Universal Blob Storage

Ververica Platform provides centralized configuration of blob storage for its services.

Configuration

In order to enable universal blob storage configure a base URI for your blob storage provider. Add the following snippet to your Helm values.yaml file:

    vvp:
      blobStorage:
        baseUri: s3://my-bucket/vvp

The provided base URI will be picked up by all services that can make use of blob storage, for example Application Manager or Artifact Management.

Storage Providers

Storage Provider	Scheme	Artifact Management	Flink 1.13	Flink 1.12	Flink 1.11
Storage Provider	Scheme	Artifact Management	State Snapshots
AWS S3	`s3://`	✓	✓	✓	✓
Microsoft ABS	`wasbs://`//	✓	✓	✓	✓
Apache Hadoop® HDFS	`hdfs://`	✓	✓	✓	✓
Google GCS	`gs://`	✓	(✓)	(✓)	(✓)
Alibaba OSS	`oss://`	✓	x	x	x

(✓): With custom Flink image

Additional Provider Configuration

Some supported storage providers have additional options that can be configured in the blobStorage section of the values.yaml file, scoped by provider.
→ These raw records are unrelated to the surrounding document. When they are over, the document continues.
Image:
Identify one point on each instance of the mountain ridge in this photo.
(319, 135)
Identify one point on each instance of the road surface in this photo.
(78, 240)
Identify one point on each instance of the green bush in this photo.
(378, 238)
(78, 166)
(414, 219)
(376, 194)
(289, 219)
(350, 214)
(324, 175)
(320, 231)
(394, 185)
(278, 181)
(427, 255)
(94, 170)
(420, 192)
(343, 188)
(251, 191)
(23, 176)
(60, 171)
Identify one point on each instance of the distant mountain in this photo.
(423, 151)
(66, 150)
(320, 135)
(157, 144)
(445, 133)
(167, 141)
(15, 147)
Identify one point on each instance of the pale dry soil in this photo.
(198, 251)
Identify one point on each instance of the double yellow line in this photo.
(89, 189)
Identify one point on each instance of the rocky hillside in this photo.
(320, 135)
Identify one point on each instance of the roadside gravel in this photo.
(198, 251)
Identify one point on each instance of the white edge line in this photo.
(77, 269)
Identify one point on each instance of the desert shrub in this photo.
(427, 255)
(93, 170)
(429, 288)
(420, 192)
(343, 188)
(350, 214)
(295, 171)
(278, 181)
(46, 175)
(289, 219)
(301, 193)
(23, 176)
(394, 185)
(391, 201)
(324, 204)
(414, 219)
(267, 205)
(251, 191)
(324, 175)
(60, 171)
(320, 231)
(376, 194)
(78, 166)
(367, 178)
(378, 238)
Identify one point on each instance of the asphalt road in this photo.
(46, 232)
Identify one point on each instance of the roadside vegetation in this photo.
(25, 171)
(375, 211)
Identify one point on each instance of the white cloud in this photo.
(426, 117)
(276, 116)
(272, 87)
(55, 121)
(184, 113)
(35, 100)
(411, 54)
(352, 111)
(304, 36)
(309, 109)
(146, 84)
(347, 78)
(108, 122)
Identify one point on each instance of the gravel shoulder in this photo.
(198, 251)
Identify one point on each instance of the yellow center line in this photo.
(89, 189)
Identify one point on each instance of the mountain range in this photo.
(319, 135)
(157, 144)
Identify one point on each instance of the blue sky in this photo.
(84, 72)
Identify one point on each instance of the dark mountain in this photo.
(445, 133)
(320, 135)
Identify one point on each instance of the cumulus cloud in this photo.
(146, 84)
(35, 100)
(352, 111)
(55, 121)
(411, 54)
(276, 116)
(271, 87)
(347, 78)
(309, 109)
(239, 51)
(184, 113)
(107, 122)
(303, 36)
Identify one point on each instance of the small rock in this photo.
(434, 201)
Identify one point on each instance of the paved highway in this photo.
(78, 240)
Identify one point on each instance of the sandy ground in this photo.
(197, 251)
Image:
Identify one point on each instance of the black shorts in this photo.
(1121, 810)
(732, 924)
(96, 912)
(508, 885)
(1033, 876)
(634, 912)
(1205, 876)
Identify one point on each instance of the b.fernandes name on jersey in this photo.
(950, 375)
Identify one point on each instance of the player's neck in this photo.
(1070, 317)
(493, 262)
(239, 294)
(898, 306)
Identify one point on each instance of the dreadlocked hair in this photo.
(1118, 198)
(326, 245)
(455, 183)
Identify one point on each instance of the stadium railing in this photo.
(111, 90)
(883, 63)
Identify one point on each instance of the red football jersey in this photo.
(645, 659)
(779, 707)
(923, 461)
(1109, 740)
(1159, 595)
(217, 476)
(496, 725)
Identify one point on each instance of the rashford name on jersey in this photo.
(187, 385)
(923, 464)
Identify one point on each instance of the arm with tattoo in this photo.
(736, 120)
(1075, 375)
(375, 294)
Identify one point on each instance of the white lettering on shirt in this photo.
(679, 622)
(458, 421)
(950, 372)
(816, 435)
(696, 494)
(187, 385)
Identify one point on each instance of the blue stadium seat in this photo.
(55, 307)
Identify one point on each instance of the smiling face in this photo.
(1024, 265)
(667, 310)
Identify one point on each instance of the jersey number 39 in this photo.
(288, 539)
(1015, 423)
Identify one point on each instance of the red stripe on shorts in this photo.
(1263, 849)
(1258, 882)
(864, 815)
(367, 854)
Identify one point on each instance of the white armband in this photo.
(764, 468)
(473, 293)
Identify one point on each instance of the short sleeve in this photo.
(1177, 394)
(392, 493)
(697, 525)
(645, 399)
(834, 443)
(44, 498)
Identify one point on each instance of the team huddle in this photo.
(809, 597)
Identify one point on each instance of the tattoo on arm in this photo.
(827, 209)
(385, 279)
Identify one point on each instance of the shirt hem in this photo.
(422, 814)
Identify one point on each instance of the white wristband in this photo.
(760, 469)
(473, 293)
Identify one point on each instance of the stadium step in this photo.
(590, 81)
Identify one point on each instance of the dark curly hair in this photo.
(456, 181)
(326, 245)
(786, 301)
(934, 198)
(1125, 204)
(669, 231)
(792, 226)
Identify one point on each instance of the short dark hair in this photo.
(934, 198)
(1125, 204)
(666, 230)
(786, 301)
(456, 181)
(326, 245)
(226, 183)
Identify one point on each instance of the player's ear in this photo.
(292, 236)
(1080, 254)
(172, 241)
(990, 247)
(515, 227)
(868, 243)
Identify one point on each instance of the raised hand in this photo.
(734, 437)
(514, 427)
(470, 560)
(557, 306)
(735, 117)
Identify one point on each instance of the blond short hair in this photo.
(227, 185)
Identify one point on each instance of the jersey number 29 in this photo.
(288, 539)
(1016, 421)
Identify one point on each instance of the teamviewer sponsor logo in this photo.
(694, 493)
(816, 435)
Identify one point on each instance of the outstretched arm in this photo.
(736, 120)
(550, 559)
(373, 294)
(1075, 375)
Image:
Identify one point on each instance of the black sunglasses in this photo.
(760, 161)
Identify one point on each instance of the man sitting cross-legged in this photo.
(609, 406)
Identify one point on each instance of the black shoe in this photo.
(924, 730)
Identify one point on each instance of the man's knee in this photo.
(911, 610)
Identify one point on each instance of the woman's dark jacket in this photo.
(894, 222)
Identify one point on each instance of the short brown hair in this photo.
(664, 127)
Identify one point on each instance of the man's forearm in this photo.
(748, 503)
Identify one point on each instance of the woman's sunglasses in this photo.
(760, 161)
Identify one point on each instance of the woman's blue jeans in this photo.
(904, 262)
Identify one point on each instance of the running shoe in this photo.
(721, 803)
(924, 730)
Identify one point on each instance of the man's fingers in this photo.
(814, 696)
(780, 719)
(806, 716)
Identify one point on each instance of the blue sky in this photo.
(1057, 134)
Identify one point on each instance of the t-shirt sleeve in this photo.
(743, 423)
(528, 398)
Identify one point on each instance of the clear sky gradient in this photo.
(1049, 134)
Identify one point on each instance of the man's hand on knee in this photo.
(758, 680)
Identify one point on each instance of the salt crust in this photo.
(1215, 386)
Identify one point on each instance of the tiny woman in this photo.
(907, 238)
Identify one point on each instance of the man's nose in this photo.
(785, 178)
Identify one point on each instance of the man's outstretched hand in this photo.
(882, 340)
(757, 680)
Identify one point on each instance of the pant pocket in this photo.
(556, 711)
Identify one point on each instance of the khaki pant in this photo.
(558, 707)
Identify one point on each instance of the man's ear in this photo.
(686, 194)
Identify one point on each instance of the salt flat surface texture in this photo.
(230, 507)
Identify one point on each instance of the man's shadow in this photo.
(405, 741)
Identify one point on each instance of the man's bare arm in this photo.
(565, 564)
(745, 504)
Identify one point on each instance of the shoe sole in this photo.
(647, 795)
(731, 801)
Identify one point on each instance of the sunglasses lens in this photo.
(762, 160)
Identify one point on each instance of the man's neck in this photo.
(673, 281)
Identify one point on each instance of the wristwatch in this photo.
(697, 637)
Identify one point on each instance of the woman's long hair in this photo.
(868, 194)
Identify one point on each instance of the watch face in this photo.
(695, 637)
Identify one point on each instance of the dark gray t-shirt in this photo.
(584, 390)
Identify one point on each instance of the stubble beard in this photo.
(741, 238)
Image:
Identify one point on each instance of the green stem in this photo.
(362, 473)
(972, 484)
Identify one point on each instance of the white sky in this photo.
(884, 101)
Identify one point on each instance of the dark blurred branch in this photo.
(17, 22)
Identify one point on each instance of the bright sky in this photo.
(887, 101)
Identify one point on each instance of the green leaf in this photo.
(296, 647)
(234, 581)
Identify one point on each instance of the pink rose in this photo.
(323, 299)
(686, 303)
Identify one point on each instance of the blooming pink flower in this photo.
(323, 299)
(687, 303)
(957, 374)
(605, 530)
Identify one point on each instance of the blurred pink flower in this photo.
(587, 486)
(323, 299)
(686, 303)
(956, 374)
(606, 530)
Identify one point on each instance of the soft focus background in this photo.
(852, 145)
The following is a complete listing of supported additional storage provider configuration options:

    blobStorage:
      s3:
        endpoint: ""
        region: ""
      oss:
        endpoint: ""

Credentials

Ververica Platform supports using a single set of credentials to access your configured blob storage, and will automatically distribute these credentials to Flink jobs that require them.

These credentials can be either specified directly in values.yaml, or added to a Kubernetes secret out-of-band and referenced in values.yaml by name.

Option 1: values.yaml

The following is a complete listing of the credentials that can be given for each storage provider, with example values:

    blobStorageCredentials:
      azure:
        connectionString: DefaultEndpointsProtocol=https;EndpointSuffix=core.windows.net;AccountName=vvpArtifacts;AccountKey=VGhpcyBpcyBub3QgYSB2YWxpZCBBQlMga2V5LiAgVGhhbmtzIGZvciB0aG9yb3VnaGx5IHJlYWRpbmcgdGhlIGRvY3MgOikgIA==;
      s3:
        accessKeyId: AKIAEXAMPLEACCESSKEY
        secretAccessKey: qyRRoU+/4d5yYzOGZVz7P9ay9fAAMrexamplesecretkey
      hdfs:
        # hadoop configuration files (core-site.xml, hdfs-site.xml)
        # and optional Kerberos configuration files. Note that the keytab
        # has to be base64 encoded.
        core-site.xml: |
          <?xml version="1.0" ?>
          <configuration>
          ...
          </configuration>
        hdfs-site.xml: |
          <?xml version="1.0" ?>
          <configuration>
          ...
          </configuration>
        krb5.conf: |
          [libdefaults]
            ticket_lifetime = 10h
          ...
        keytab: BQIAA...AAAC
        keytab-principal: flink

Option 2: Pre-create Kubernetes Secret

To use a pre-created Kubernetes secret, its keys must match the pattern <provider>.<key>. For example, s3.accessKeyId and s3.secretAccessKey. To configure Ververica Platform to use this secret, add the following snippet to your Helm values.yaml file:

    blobStorageCredentials:
      existingSecret: my-blob-storage-credentials

important

The values in a Kubernetes secret must be base64-encoded.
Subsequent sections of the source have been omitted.